We are halfway through our walk and I’ve counted 11 minivans. For the first time in my life I am coveting a strangers minivan. I used to do this with pick-up trucks, but that is another season of my life that has ended. Last week I was up at 5 AM Googling minivans. I never thought I’d be someone who wanted one, but then again Spring does bring on a flurry of change.
I continue writing this in my head as we walk, making a few notes on my phone. I wonder what the main theme of the piece will be. I wonder if there will even be a main theme. Does everything need to have a theme or make a point? I wonder if I should include the part about the lady giving me the finger. I wonder how many people will read this. I wonder how many cup holders are in a Honda Odyssey. I wonder if what I am doing matters.
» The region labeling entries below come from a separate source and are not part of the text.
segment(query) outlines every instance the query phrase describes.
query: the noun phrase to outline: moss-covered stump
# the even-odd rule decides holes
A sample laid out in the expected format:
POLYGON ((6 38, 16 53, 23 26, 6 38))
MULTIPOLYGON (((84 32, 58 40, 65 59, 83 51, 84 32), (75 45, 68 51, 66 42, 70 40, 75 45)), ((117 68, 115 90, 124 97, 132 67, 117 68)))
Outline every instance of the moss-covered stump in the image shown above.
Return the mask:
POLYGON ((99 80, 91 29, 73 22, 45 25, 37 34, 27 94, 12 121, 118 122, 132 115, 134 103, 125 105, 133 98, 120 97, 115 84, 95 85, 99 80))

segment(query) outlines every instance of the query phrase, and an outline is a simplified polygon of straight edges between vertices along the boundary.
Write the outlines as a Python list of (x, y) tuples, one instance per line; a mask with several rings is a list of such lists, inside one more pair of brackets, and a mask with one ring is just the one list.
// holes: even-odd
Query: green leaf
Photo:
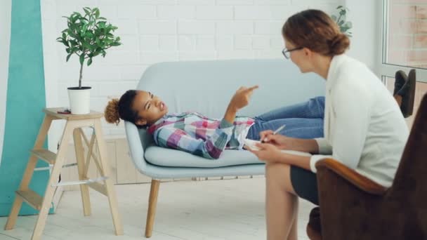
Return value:
[(82, 53), (80, 55), (80, 59), (79, 60), (80, 60), (80, 65), (83, 65), (83, 63), (84, 62), (84, 54)]
[(98, 9), (97, 8), (93, 8), (93, 11), (95, 11), (95, 17), (96, 18), (99, 18), (99, 15), (100, 15), (99, 9)]
[(84, 12), (86, 13), (86, 14), (91, 15), (91, 8), (86, 7), (86, 8), (83, 8), (83, 10), (84, 10)]

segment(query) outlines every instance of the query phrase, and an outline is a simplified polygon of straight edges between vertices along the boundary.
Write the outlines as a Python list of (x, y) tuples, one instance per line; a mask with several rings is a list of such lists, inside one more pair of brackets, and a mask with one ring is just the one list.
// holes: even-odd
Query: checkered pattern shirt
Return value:
[(236, 116), (232, 124), (197, 112), (166, 114), (151, 125), (148, 133), (160, 147), (216, 159), (225, 149), (241, 149), (254, 119)]

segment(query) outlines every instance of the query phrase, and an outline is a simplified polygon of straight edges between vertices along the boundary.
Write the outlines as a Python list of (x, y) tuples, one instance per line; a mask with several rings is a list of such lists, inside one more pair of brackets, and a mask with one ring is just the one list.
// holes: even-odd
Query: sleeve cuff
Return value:
[(316, 169), (316, 163), (322, 159), (328, 158), (328, 157), (332, 157), (332, 156), (327, 156), (327, 155), (313, 155), (311, 156), (311, 157), (310, 158), (310, 168), (311, 169), (311, 171), (316, 173), (317, 172), (317, 170)]
[(324, 138), (315, 138), (317, 146), (319, 146), (319, 154), (331, 154), (332, 147), (328, 141)]
[(230, 123), (228, 121), (223, 119), (221, 123), (219, 124), (220, 128), (227, 128), (233, 126), (233, 124)]

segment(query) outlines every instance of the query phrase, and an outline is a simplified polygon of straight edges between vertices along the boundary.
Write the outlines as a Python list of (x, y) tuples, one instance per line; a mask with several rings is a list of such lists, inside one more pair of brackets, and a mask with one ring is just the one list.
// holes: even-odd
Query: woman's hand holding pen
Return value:
[(280, 149), (291, 149), (293, 148), (292, 138), (273, 133), (274, 132), (271, 130), (263, 131), (259, 133), (260, 139), (265, 143), (273, 145)]

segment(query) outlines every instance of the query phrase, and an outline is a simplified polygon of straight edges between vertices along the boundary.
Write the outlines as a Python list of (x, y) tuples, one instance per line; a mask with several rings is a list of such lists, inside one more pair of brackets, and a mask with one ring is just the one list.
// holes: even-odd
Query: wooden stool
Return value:
[[(40, 239), (46, 220), (51, 208), (51, 203), (55, 189), (59, 185), (80, 185), (81, 192), (81, 199), (83, 201), (83, 213), (85, 216), (91, 215), (91, 202), (89, 199), (88, 187), (100, 192), (108, 198), (110, 202), (110, 209), (112, 215), (112, 220), (114, 225), (116, 235), (123, 234), (123, 226), (119, 215), (117, 208), (117, 199), (113, 187), (108, 168), (108, 161), (106, 161), (106, 149), (101, 129), (100, 118), (103, 114), (100, 112), (91, 111), (88, 114), (73, 115), (58, 114), (59, 108), (44, 109), (46, 115), (40, 128), (37, 139), (34, 144), (34, 149), (31, 151), (31, 156), (27, 165), (27, 168), (24, 173), (22, 180), (18, 191), (12, 206), (11, 214), (5, 226), (5, 229), (8, 230), (13, 228), (18, 214), (22, 204), (22, 201), (27, 202), (32, 208), (39, 210), (39, 217), (36, 222), (36, 226), (32, 233), (32, 239)], [(61, 144), (57, 154), (54, 154), (47, 149), (43, 149), (43, 144), (46, 139), (49, 127), (53, 120), (65, 119), (67, 121)], [(86, 135), (81, 128), (92, 127), (93, 134), (90, 142), (88, 141)], [(74, 142), (76, 151), (77, 164), (63, 166), (64, 159), (67, 153), (67, 147), (71, 135), (74, 137)], [(82, 138), (88, 146), (88, 153), (84, 159), (84, 149), (83, 148)], [(93, 154), (93, 145), (96, 143), (99, 149), (99, 159)], [(100, 173), (100, 178), (97, 179), (89, 179), (87, 177), (88, 168), (91, 157), (96, 164), (96, 166)], [(49, 168), (52, 168), (51, 177), (48, 182), (44, 197), (39, 195), (35, 192), (30, 189), (28, 187), (32, 177), (36, 164), (38, 159), (41, 159), (49, 164)], [(63, 167), (77, 165), (79, 171), (79, 181), (70, 182), (58, 183), (58, 178)], [(97, 182), (103, 182), (100, 184)], [(77, 229), (76, 229), (77, 230)]]

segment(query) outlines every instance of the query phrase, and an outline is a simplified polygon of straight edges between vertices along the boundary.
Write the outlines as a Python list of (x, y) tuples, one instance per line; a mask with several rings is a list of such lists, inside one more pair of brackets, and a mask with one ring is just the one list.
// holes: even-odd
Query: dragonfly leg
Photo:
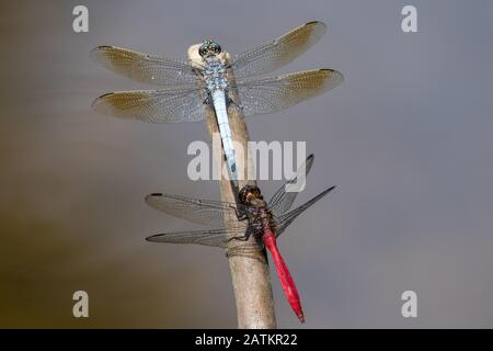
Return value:
[(246, 231), (245, 235), (229, 238), (229, 239), (228, 239), (228, 242), (229, 242), (229, 241), (232, 241), (232, 240), (248, 241), (248, 240), (250, 239), (250, 236), (251, 236), (251, 235), (252, 235), (252, 234), (251, 234), (250, 231)]

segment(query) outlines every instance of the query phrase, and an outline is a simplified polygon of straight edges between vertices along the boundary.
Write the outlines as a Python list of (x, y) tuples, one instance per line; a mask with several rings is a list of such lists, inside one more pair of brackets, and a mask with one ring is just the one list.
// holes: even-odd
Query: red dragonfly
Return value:
[[(162, 193), (150, 194), (146, 196), (146, 203), (149, 206), (193, 223), (223, 226), (225, 218), (237, 218), (238, 220), (229, 220), (227, 228), (159, 234), (148, 237), (147, 240), (221, 247), (227, 249), (228, 256), (248, 256), (252, 250), (263, 250), (266, 247), (274, 260), (288, 303), (299, 320), (305, 322), (298, 290), (277, 248), (276, 238), (298, 215), (335, 188), (331, 186), (324, 190), (303, 205), (288, 212), (298, 193), (287, 192), (286, 185), (296, 183), (301, 174), (300, 172), (308, 173), (312, 162), (313, 155), (310, 155), (298, 170), (297, 176), (287, 181), (274, 194), (268, 204), (263, 200), (260, 189), (254, 185), (246, 185), (241, 189), (238, 196), (239, 203), (198, 200)], [(249, 240), (250, 237), (253, 237), (254, 240)], [(234, 245), (234, 242), (240, 241), (244, 242)]]

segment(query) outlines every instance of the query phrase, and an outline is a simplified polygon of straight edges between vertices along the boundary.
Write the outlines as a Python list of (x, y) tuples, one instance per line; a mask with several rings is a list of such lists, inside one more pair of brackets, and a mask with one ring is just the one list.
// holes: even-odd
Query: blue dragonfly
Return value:
[[(101, 113), (118, 117), (182, 123), (203, 121), (203, 105), (211, 105), (229, 176), (238, 188), (228, 109), (240, 109), (244, 116), (273, 113), (339, 86), (344, 77), (332, 69), (259, 77), (293, 61), (324, 33), (325, 24), (308, 22), (232, 59), (218, 43), (205, 41), (198, 48), (202, 63), (99, 46), (91, 52), (96, 63), (133, 80), (161, 86), (161, 89), (106, 93), (99, 97), (92, 106)], [(232, 91), (237, 92), (239, 101), (234, 101)]]

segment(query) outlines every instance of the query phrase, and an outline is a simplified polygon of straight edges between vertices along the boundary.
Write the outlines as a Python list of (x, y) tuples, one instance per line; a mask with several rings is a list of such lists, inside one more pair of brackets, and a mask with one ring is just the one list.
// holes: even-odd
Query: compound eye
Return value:
[(198, 55), (204, 57), (206, 55), (206, 52), (207, 52), (207, 49), (205, 48), (205, 46), (200, 45), (200, 47), (198, 48)]
[(213, 43), (211, 44), (211, 49), (214, 50), (215, 54), (220, 54), (221, 53), (221, 47), (217, 43)]

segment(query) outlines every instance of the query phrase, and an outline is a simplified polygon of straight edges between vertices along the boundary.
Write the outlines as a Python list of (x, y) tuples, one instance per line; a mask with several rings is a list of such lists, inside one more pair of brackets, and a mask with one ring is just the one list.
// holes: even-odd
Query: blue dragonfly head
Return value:
[(214, 41), (204, 41), (204, 43), (198, 48), (198, 54), (203, 58), (210, 56), (216, 56), (221, 53), (221, 47)]

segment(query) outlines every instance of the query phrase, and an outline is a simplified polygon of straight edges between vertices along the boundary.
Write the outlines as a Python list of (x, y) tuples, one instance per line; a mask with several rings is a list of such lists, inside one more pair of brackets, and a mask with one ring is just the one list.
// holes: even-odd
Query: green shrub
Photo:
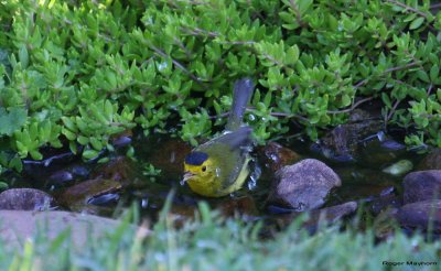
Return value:
[(15, 158), (2, 164), (63, 144), (92, 159), (171, 119), (196, 143), (243, 76), (260, 142), (292, 121), (316, 139), (378, 98), (409, 144), (441, 147), (441, 12), (420, 2), (1, 1), (0, 156)]

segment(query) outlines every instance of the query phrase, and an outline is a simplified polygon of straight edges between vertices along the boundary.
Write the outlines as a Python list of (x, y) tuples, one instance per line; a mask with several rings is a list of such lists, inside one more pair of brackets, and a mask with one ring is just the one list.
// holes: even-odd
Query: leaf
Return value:
[(28, 119), (28, 112), (23, 108), (12, 108), (7, 112), (0, 108), (0, 136), (11, 136), (19, 130)]
[(424, 22), (424, 20), (426, 20), (426, 19), (424, 19), (423, 17), (419, 17), (419, 18), (415, 19), (415, 20), (410, 23), (409, 29), (410, 29), (410, 30), (418, 29), (419, 26), (421, 26), (421, 24)]
[(434, 65), (430, 68), (430, 80), (431, 80), (432, 83), (433, 83), (433, 82), (437, 82), (439, 73), (440, 73), (440, 67), (439, 67), (437, 64), (434, 64)]

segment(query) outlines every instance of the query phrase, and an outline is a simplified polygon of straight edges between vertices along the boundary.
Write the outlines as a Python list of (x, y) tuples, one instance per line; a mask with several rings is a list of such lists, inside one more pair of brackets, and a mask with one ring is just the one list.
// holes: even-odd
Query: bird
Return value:
[(247, 180), (252, 129), (244, 126), (243, 119), (254, 88), (250, 78), (237, 80), (225, 131), (185, 156), (181, 184), (187, 183), (194, 193), (222, 197), (240, 189)]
Judah screeches and snaps me out of my wondering. The clouds are gone and the sun is beaming bright. Judah is excited about the shadows. I can’t remember the last time I was excited about shadows, but Judah is opening my eyes, showing me what I’ve been missing. His legs kick quickly as his head swivels back and forth. His face lights up with joy as we continue walking beneath and through the shadows. He screeches again and again and I think he is singing hallelujah. Yesterday, Sarah told me that at this age Judah is much more aware of his environment. Maybe he saw that lady give us the finger.
We pass another dad who is pushing a stroller with his right hand and has a leash in his left. We smile and nod and hesitate and then keep walking. I think he wanted to say something. I think I wanted to say something, but I didn’t know what. Sometimes a silent smile says it all.
I’m at the end of this writing and I’m not sure what it’s about. Maybe it’s about leaving one season behind and stepping into another with faith. Maybe it’s about the newness of life. Maybe it’s about change or paying attention. Maybe it’s about grace. Maybe it’s not about anything.
Writing can be like living. Sometimes we start in one direction and aren’t sure how it’s going to go or end, but the important thing is that we step outside. Sure, you might get the finger, but you might also see the flowers bloom. Anyways, I say all of this to say this: it’s hard to see the shadows if you never step into the light.
He is Risen! He is Risen indeed! I love your writings, they make me feel better about my own wandering, ever changing thoughts.